Beneficiary designations are important. The people you list on your IRAs, retirement plans, and life insurance policies will receive those monies regardless of the instructions in your will. What happens when you don’t indicate a beneficiary or if the beneficiary has predeceased you? In that case, the estate is named as the beneficiary of the account.
It is usually much better if you have a person indicated as the beneficiary rather than the estate, for the following reasons:
- If a person is the beneficiary, they can receive the assets very quickly by completing a distribution form and providing a copy of the death certificate. When the estate is the beneficiary, you may tie up the assets in probate court for months, or even years.
- A person can roll an inherited IRA into a Stretch IRA and keep the account tax-deferred. The beneficiary is required to continue taking Required Minimum Distributions, but even doing so, the IRA can last for many years. When a spouse is the beneficiary of an IRA, he or she can roll the assets into their own IRA and treat it as their own. By spreading distributions over many years, taxes may be lower than if you took a large distribution all in one year and are pushed into a higher tax bracket.
- When the estate is the beneficiary, they do not have the option for a Stretch IRA. They can either distribute the IRA immediately or over 5 years. Either way, the estate will be paying taxes sooner than if the beneficiary was a person.
- The tax rate on estates can be much higher than for individuals. An estate or trust will pay the maximum rate of 39.6% on income over $12,400 whereas a married couple would hit this tax rate only on taxable income that exceeds $466,950 (2016 rates).
For many individuals, a substantial portion of their estate may be in IRAs, retirement plans, life insurance and annuities, where the beneficiary designation is vitally important. In the last two months, the IRS has issued two Private Letter Rulings (PLR) specifically on beneficiary designations and the rights of surviving spouses. A PLR is official guidance from the IRS on how they interpret and enforce tax law, based on specific cases which are brought to the IRS.
In PLR 201618011, a spouse did not indicate any beneficiaries on her IRA. When she passed away, the absence of a beneficiary designation meant that the estate would be the beneficiary of the IRA. The husband was the sole beneficiary and executor of the estate under her will.
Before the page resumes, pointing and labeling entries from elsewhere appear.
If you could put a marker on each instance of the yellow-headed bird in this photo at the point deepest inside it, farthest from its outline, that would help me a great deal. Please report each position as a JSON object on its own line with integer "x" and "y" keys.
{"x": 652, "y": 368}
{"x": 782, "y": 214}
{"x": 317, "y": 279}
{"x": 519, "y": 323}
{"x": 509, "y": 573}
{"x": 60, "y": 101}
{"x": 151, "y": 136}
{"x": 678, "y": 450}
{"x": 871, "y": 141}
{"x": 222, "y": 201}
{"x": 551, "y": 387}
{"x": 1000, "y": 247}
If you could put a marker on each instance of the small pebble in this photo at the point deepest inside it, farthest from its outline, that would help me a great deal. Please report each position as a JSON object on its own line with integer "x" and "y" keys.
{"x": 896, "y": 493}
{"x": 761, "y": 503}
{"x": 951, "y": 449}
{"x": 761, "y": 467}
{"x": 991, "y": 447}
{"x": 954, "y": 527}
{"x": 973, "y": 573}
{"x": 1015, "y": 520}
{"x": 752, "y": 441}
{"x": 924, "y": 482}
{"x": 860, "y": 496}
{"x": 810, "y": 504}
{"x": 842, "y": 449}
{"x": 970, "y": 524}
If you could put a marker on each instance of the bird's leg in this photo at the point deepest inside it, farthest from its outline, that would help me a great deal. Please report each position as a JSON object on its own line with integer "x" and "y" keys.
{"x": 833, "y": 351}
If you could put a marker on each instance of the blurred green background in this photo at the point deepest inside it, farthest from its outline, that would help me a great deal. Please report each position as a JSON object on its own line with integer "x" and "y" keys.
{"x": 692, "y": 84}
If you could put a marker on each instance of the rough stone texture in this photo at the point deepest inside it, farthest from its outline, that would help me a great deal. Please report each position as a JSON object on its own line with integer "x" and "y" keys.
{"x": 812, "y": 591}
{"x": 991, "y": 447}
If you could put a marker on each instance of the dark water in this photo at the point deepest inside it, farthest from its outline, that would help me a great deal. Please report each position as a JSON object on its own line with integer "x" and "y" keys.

The IRS ruled that in this scenario, the surviving spouse has the right to rollover the inherited IRA and treat it as his own, even though the decedent failed to designate a beneficiary. This exception is granted only for surviving spouses and does not apply to other beneficiaries, such as children.
On June 3, the IRS issued PLR 201623001, which is of particular interest to Texas residents as it deals with community property issues for married couples. (Texas is one of nine states with Community Property laws.) A man listed his son as the sole beneficiary of his three IRAs. He passed away and his wife claimed that she should be entitled to one-half of the IRA assets because they were community property of the marriage. The IRS ruled that Federal Law takes precedence over state law and rejected her claim.
Both of these rulings show how important it is to know your spouse’s beneficiary designations on all of their accounts. Even if you have a will that is up to date and perfectly legal, it won’t help you if you don’t indicate a beneficiary, or indicate the wrong person. Review your beneficiary designations every couple of years and especially if you have gotten married, divorced, or had births or deaths in your family.
Beneficiary designations are not exciting or complicated. However, a big part of financial planning is getting organized and taking care of these small details. If your beneficiary designations are wrong, it could have a major impact on your heirs and cost thousands in additional, unnecessary taxes.